Halbuki, Cenâb-ı Hakka bu gibi mikyaslarla bakılamaz. Zira, sıfâtı inhisar altında değildir.
Beşincisi: Cenâb-ı Hakkın kudret, ilim, iradesi, şemsin ziyası gibi bütün mevcudata âmm ve şâmil olup, hiçbir şeyle muvazene edilemez; Arş-ı Âzama taallûk ettikleri gibi, zerrelere de taallûk ederler. Cenâb-ı Hak, şems ve kameri halk ettiği gibi, sineğin gözünü de O halk etmiştir. Cenâb-ı Hak, kâinatta vaz' ettiği yüksek nizam gibi, hurdebînî hayvanların bağırsaklarında da pek ince ve lâtif bir nizam vaz' etmiştir. Semadaki ecramı birbiriyle rapteden cazibe-i umumî kanunu gibi, cevahir-i ferdi de, yani zerratı da o kanunun bir misliyle nazmetmiştir. Sanki bu zerrat âlemi, o semavî âleme küçük bir misaldir. Hülâsa, aczin müdahalesi ile kudret mertebeleri ayrılır. Aczi mümteni olan kudretçe, büyük-küçük birdir.
Altıncısı: Kudret-i ezeliye, en evvel eşyanın melekût, yani içyüzüne taallûk eder. Bu yüz ise, alelumum güzel ve şeffaftır. Evet, şems ve kamerin yüzleri parlak olduğu gibi, gecenin ve bulutların da içyüzleri ziyadardır.

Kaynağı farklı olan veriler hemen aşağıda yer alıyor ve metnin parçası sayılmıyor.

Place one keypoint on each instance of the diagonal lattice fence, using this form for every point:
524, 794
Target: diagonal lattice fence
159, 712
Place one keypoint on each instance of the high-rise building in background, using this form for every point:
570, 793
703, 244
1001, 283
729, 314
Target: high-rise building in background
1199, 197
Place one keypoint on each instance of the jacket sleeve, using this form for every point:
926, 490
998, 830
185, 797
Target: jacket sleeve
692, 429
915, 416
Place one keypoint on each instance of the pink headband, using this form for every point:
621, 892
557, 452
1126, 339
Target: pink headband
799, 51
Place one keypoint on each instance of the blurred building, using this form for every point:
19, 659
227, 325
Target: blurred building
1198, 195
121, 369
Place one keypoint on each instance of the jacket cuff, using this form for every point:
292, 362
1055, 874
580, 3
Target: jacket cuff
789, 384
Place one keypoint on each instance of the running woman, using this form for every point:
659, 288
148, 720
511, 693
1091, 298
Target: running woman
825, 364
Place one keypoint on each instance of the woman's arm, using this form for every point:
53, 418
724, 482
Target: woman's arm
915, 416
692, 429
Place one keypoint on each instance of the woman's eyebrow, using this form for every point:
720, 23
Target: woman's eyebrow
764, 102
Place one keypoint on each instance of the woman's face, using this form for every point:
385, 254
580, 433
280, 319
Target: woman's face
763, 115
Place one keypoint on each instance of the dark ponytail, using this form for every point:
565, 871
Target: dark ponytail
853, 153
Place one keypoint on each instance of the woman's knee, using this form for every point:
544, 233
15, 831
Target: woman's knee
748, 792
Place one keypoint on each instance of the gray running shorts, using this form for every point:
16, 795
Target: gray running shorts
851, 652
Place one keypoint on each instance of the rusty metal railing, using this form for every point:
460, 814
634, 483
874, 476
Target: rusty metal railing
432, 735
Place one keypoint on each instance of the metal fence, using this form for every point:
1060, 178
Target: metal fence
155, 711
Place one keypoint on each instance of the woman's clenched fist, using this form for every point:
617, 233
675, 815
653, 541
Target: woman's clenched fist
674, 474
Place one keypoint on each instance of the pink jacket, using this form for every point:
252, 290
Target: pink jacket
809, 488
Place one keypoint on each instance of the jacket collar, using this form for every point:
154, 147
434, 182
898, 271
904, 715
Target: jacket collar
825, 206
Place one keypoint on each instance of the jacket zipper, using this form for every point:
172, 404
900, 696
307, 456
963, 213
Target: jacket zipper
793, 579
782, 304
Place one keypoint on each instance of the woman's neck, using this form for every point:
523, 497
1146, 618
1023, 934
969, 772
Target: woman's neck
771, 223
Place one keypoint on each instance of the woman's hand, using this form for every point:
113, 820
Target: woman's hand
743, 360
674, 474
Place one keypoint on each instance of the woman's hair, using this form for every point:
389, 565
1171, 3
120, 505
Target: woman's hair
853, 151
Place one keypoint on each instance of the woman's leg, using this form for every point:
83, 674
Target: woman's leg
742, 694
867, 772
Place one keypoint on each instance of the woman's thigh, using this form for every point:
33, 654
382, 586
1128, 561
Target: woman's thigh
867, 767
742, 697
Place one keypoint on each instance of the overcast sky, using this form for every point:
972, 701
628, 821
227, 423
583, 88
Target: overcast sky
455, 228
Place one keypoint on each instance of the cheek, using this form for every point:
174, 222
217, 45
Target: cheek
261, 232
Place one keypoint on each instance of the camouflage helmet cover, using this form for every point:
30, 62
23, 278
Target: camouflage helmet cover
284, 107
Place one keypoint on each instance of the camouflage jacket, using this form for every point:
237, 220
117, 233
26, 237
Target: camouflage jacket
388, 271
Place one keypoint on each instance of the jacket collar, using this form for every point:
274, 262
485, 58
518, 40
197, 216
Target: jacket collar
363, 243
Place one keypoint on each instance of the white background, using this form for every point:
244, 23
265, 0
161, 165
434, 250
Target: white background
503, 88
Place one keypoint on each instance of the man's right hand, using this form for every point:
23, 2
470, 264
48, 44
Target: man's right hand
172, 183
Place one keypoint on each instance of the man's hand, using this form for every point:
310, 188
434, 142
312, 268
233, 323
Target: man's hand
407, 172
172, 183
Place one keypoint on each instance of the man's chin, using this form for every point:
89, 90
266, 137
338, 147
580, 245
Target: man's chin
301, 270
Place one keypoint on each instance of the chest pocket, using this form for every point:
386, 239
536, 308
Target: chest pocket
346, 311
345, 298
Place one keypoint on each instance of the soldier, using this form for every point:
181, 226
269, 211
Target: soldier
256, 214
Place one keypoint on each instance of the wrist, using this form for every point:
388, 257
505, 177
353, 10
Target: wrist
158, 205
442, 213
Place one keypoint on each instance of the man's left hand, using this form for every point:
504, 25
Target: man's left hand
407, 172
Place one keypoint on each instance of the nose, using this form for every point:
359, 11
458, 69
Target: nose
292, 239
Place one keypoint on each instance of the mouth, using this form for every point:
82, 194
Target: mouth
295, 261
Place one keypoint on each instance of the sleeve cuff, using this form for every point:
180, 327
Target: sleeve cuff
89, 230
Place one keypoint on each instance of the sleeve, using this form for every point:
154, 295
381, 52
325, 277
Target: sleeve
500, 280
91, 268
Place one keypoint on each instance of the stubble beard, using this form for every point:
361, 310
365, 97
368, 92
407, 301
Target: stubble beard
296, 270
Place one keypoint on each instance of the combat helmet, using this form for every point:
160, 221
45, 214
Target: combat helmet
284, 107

Yedincisi: Beşerin zihni ve fikri, Cenâb-ı Hakkın azametine bir mikyas, kemâlâtına bir mizan, evsafının muhakemesine bir vasıta bulmak vüs'atinde değildir; ancak cemi' masnuatından ve mecmu-u âsârından ve bütün ef'âlinden tahassul ve tecellî eden bir vecihle bakılabilir. Evet, zerre mir'at olur, fakat mikyas olamaz.
Bu meselelerden tebarüz ettiği vecihle, Cenâb-ı Hakkın mümkinata kıyas edilmesi ve mümkinatın Onun şuunatına mikyas yapılması, en büyük cehalet ve hamakattir. Çünkü aralarındaki fark, yerden göğe kadardır.